On Turnbull’s hypocrisy

John Richardson writes: Re. Turnbull govt exemplifies the sordid hypocrisy of Western politicians” (Monday) 

So, “nothing to see here” Malcolm Turnbull reckons that “there can be no ungoverned spaces” because they pose great risks. Onya Malcolm … way to go Malcolm … but risks for who, Malcolm?

What about the “ungoverned spaces” in the British Virgin Islands? Or the US state of Delaware? Or the Cayman Islands? And what’s the value of your lectures about the importance of the rule of law when your flaky ministerial colleagues treat the judiciary with contempt? What a hypocrite you are, Malcolm.

On Daesh’s expulsion from Mosul

Michael Kane writes: Re. “After Islamic State is run out of Mosul, what then?” (Wednesday June 21) 

One suspects 95 % of Australians have no idea why we are still fighting in Iraq and Syria as one also suspects that many Australians have no idea why we were fighting in the same region in World War 1 (and pretty much every time we have been there in-between). Suffice to say that Australia, as a foreign policy outpost of the UK and then the US, continues to send our armed forces half way round the world to fight in interminable and indiscriminate wars across territories that are historically complex and culturally fraught. An important reason for this is the appalling mess made by the victors at Versailles with their imposition of “nations states” in West Asia (the Middle East if you still believe in the British empire) in the specific interests of the victorious colonial allies. It hasn’t got any better since. The “West” if it still has any coherence cannot fix anything — nor can Russia. Ultimately Egypt, Iran and Turkey as the key and “real” nations states in the region with permanent interest dating back millennia will have to take responsibility for the compound failures of several generations.
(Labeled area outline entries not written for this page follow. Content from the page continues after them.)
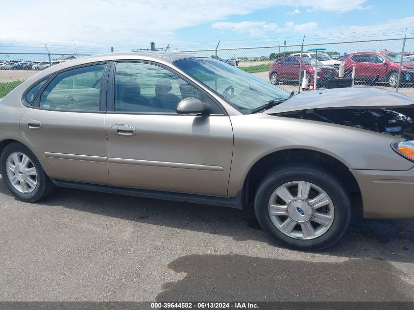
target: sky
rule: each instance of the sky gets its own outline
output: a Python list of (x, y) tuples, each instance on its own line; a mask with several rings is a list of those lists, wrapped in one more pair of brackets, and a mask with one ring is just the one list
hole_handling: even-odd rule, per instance
[[(410, 0), (1, 0), (0, 52), (100, 53), (414, 37)], [(1, 6), (3, 6), (1, 5)], [(414, 45), (414, 42), (413, 42)], [(414, 46), (411, 48), (414, 50)]]

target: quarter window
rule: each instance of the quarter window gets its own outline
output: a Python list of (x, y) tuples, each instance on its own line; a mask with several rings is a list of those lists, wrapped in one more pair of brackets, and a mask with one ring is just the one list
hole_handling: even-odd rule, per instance
[(98, 111), (105, 64), (78, 68), (59, 73), (40, 97), (41, 108)]
[(118, 112), (175, 114), (178, 102), (185, 98), (208, 101), (176, 74), (152, 64), (117, 63), (115, 84), (115, 108)]
[(26, 93), (26, 95), (24, 96), (24, 100), (26, 102), (30, 105), (33, 103), (34, 98), (36, 98), (37, 94), (40, 91), (40, 89), (43, 87), (47, 80), (48, 79), (46, 79), (41, 81), (29, 90), (29, 91)]

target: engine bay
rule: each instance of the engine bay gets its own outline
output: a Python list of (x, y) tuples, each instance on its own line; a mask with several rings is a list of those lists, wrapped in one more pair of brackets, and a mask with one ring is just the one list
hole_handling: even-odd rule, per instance
[(335, 109), (302, 110), (289, 117), (324, 121), (392, 135), (406, 139), (414, 139), (412, 109)]

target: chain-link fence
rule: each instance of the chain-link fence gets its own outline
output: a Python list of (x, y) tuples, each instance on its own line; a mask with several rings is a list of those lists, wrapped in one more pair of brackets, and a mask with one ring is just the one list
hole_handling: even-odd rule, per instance
[(219, 59), (290, 91), (302, 90), (305, 71), (310, 82), (326, 87), (343, 64), (355, 87), (414, 97), (414, 38), (181, 51)]
[[(217, 58), (288, 90), (302, 90), (305, 74), (318, 88), (340, 75), (354, 86), (375, 86), (414, 97), (414, 38), (266, 47), (180, 50)], [(1, 52), (0, 97), (39, 70), (86, 54)], [(315, 82), (315, 81), (316, 81)]]
[(0, 98), (41, 70), (85, 56), (86, 54), (1, 52), (0, 51)]

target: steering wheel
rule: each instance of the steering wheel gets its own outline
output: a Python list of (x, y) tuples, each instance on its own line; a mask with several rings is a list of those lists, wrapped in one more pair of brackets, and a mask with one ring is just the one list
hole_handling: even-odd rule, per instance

Australia should disengage from West Asia. We have no plan and no reason to be there. We have the largest Muslim country in Indonesia immediately to our north together with China and India, the two most populated nations in the world. All our foreign policy energies in its various manifestations should be about our relationship with them, and other Asian states of which we are one, if the legacy to the following generations is going to be positive.